Housing loan disbursement surges 84% by September State Bank of Pakistan

Housing loan disbursement surges 84% by September

KARACHI: Housing and construction loan disbursement by banks has reached Rs305 billion by the end of September 2021, which was Rs166 billion at the end of September last year, showing an increase of Rs139 billion and a year-on-year growth of 84 per cent, the State Bank of Pakistan (SBP) said on Wednesday.

The banks have also received applications worth Rs200 billion for low-cost housing financing under Mera Pakistan Mera Ghar (MPMG) scheme.

The SBP said that as per the latest numbers of October 18, 2021, banks have received applications of more than Rs200 billion. The banks have approved financing of Rs78 billion out of which Rs18 billion have already been disbursed.

SBP Governor Dr. Reza Baqir appreciated the progress made by the banking industry in supporting low-cost housing finance for first time homeowners under the Mera Pakistan Mera Ghar.

At the same time, the Governor stressed the need to accelerate the pace of approvals by banks to match the requests for financing to ensure that people are not discouraged by the processing time. He expressed the hope that with the combined efforts of all stakeholders, the dream of Pakistanis to have their own homes can become a reality.

While appreciating the efforts to date, Governor Baqir also asked stakeholders to increase the outreach of the Government’s Markup Subsidy Scheme for Housing Finance commonly known as Mera Pakistan MeraGhar (MPMG) to the wider public. He said that when the journey of MPMG started last year, low-cost housing finance was almost non-existent as commercial banks rarely ventured in this area fearing its inherent risks.

However, the strong commitment of the government especially NAPHDA, SBP, banks, and other stakeholders to promote housing and construction activities in the country is beginning to result in a considerable increase in finance for housing and construction.

To augment this effort the SBP provided an enabling regulatory environment to promote housing & construction finance.

In July 2020, State Bank of Pakistan advised commercial banks to increase their lending for housing and construction sectors to at least 5 percent of their private domestic sector advances by December 2021.
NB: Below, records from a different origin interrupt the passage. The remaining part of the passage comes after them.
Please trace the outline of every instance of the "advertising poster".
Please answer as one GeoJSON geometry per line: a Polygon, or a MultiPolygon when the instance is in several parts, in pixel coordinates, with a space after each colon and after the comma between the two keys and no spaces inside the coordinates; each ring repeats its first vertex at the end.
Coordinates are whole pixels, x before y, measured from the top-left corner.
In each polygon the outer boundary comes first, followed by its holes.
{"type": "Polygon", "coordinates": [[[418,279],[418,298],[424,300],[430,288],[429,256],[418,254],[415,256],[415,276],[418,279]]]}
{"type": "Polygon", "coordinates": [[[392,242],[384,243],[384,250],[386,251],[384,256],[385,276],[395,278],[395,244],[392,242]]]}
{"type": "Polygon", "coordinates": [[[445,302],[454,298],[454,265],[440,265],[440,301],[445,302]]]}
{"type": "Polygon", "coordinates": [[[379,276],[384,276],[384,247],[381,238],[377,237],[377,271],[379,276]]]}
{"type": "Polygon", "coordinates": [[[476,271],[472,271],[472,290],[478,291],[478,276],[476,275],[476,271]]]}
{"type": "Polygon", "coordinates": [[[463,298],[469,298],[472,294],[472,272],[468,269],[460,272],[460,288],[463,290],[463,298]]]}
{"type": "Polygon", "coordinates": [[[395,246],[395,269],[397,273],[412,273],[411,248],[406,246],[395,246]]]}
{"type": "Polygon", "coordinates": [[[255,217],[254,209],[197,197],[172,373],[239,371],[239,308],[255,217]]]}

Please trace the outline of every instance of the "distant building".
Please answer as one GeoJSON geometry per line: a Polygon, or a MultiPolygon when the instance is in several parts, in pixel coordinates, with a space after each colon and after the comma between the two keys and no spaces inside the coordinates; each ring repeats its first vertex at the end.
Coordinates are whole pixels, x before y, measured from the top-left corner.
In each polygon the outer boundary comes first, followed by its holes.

To assist in this, the State Bank advised quarterly targets to each bank after individual consultation, leading to the concerted effort. The focus on this segment increased and for the quarter ending September 30, 2021, banks have achieved 94 percent of their assigned targets on a consolidated basis. During July-September 2021, banks increased their credit to the housing and construction sector by Rs48 billion from Rs257 billion as of June 30, 2021.

An increase in credit to the housing and construction sector reflects that banks have realigned their internal policy dimension/ strategic focus towards the development of housing and construction. The banks have, in recent months, revamped their systems and procedures, upgraded and streamlined technological platforms, and motivated their banking staff through incentives and training.

The banks have also established a joint call center to address queries of the general public regarding MPMG which was recently inaugurated by the Governor SBP. The general public can reach the call center at 0-33-77-786-786. This call center will help resolve complaints and assist common persons who would like to borrow under MPMG but face difficulties in completing the requirements of banks.  Earlier, State Bank launched a user-friendly online complaint resolution mechanism in January 2021. The complaint resolution mechanism comprises an IT-based portal supported by a comprehensive network of State Bank and commercial bank staff to take care of problems faced by applicants and resolves complaints within a predefined timeline with proper escalation mechanism.

Some of the other steps taken by SBP in collaboration with NAPHDA, other government agencies, banks and stakeholders include a simplified loan application, standard facility offer letter, amendment in the prudential framework, development of standard risk assessment criteria for builders/developers, development of income proxy model and streamlined financing documents.